LXII. Since no one stores his crops except to bring them out again, it remains to make a few observations upon the sixth and last operation in our round of agriculture.
Crops which have been stored are brought out either to care for them, to consume them or to sell them, and as all crops are not alike there are different times for caring for them and for consuming them.
Of cleaning grain
LXIII. Grain is taken out of store to be cleaned, when the weevil begins to damage it. When this is apparent the grain should be laid out in the sun and bowls of water placed nearby and the weevil will swarm on this water and drown themselves. Those who store their grain in the pits which are called silos should not attempt to bring out the grain for some time after the silo has been opened because there is danger of suffocation in entering a recently opened silo. The corn which, during the harvest time, you stored in the ear and which you contemplate using for food, should be brought out during the winter to be crushed and ground in the grist mill.
Of condensing amurca
LXIV. When it flows from the oil mill, amurca is a watery fluid full of dregs. It is the custom to store it in this state in earthen jars and fifteen days later to skim off the scum from the top and transfer this to other jars, an operation which is repeated at regular intervals twelve times during the following six months, taking care that the last skimming is done on the wane of the moon. Then it is boiled in a copper kettle over a slow fire until it is reduced two-thirds, when it may be drawn off for use.
Of racking wine
LXV. When the must is stored in the vat to make wine, it should not be racked off while it is fermenting nor until this process has advanced so far that the wine may be considered to be made. If you wish to drink old wine, it is not made until a year is completed; when it is a year old, then draw it out. But if your vineyard contains that kind of grape which turns sour early, you should eat the fruit, or sell it before the succeeding vintage. There are kinds of wine, like that of Falernum, which improve the longer you keep them.
Of preserved olives
LXVI. If you attempt to eat white olives immediately after you have put them up and before they are cured your palate will reject them on account of their bitterness (and the same is true of the black olive) unless you dip them in salt to make them palatable.
Of nuts, dates and figs
LXVII. The sooner you use nuts, dates and figs after they have been stored, the more palatable they will be, for by keeping figs lose their flavour, dates rot and nuts dry up.
Of stored fruits
LXVIII. Fruits which are strung, such as grapes, apples and sorbs show by their appearance when they may be taken down for use, for by their change of colour and shrinking they reveal themselves as destined to the garbage pile unless they are eaten in time. Sorbs which have been laid by when they are already dead-ripe should be used promptly, but those which were picked green are slower to decay: for green fruit in the store house must there go through the process of ripening which was denied it on the tree.
Of marketing grain
LXIX. The spelt which you wish to have prepared for food should be taken out in the winter to be ground in the mill: but your seed corn should not be taken out until the fields are ready to receive it, a rule which obtains in respect of all kinds of seed. What you have for sale should be taken out at the appropriate time also, for some things which cannot be kept long without spoiling should be taken out and sold promptly, while others which keep should be retained so that you may sell when the price is high, for often commodities which are kept on hand a long time, will, if put on the market at the proper time, not only yield interest for the time you held them but even a double profit.

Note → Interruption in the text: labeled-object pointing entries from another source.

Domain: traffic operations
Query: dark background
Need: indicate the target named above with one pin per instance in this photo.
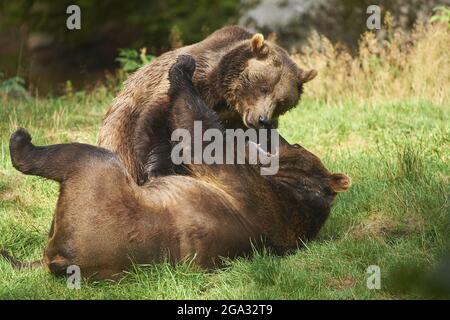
(36, 45)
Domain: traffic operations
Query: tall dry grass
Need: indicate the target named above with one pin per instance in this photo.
(392, 64)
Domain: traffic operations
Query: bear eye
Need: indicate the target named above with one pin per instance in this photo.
(264, 90)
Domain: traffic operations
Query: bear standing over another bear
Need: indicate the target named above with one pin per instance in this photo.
(248, 81)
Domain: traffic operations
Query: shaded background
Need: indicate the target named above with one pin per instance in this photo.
(36, 45)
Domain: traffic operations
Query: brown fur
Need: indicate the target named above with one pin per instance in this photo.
(239, 75)
(104, 221)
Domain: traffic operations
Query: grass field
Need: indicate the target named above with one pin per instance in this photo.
(395, 215)
(382, 117)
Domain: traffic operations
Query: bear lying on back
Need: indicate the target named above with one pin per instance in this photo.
(104, 220)
(249, 82)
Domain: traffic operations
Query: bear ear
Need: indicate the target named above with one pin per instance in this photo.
(259, 48)
(339, 182)
(306, 76)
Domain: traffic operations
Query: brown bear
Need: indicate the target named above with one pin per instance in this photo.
(248, 81)
(104, 221)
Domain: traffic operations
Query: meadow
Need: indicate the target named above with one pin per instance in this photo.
(385, 123)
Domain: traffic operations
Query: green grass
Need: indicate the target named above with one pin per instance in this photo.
(396, 214)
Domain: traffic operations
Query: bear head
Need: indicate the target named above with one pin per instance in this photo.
(260, 81)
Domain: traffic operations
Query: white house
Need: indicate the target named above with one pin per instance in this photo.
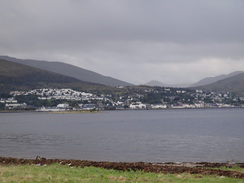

As Stolo was speaking, the freedman of the Sacristan ran up to us with his eyes full of tears and, begging our pardon for having kept us waiting so long, invited us to come to the funeral on the following day. We all sprang up and cried out together “What? To the funeral? Whose funeral? What has happened?”
The freedman, weeping, told us that his master had been struck down by a blow with a knife, but who did it he had been unable to discover by reason of the crowd, all that he heard being an exclamation that a mistake had been made. He added that when he had carried his master home and had sent the servants to call a doctor, whom they brought back with them quickly, he trusted that it might seem reasonable to us that he had waited to attend upon the doctor rather than come to notify us at once, and while he had not been able to be of any service to his master, who had given up the ghost in a few minutes, yet he hoped we might approve his conduct.
Accepting these excuses as amply justified, we descended from the temple bewildered more by the hazard of human life than surprised that such a fate should be possible at Rome:63 and so we went our several ways.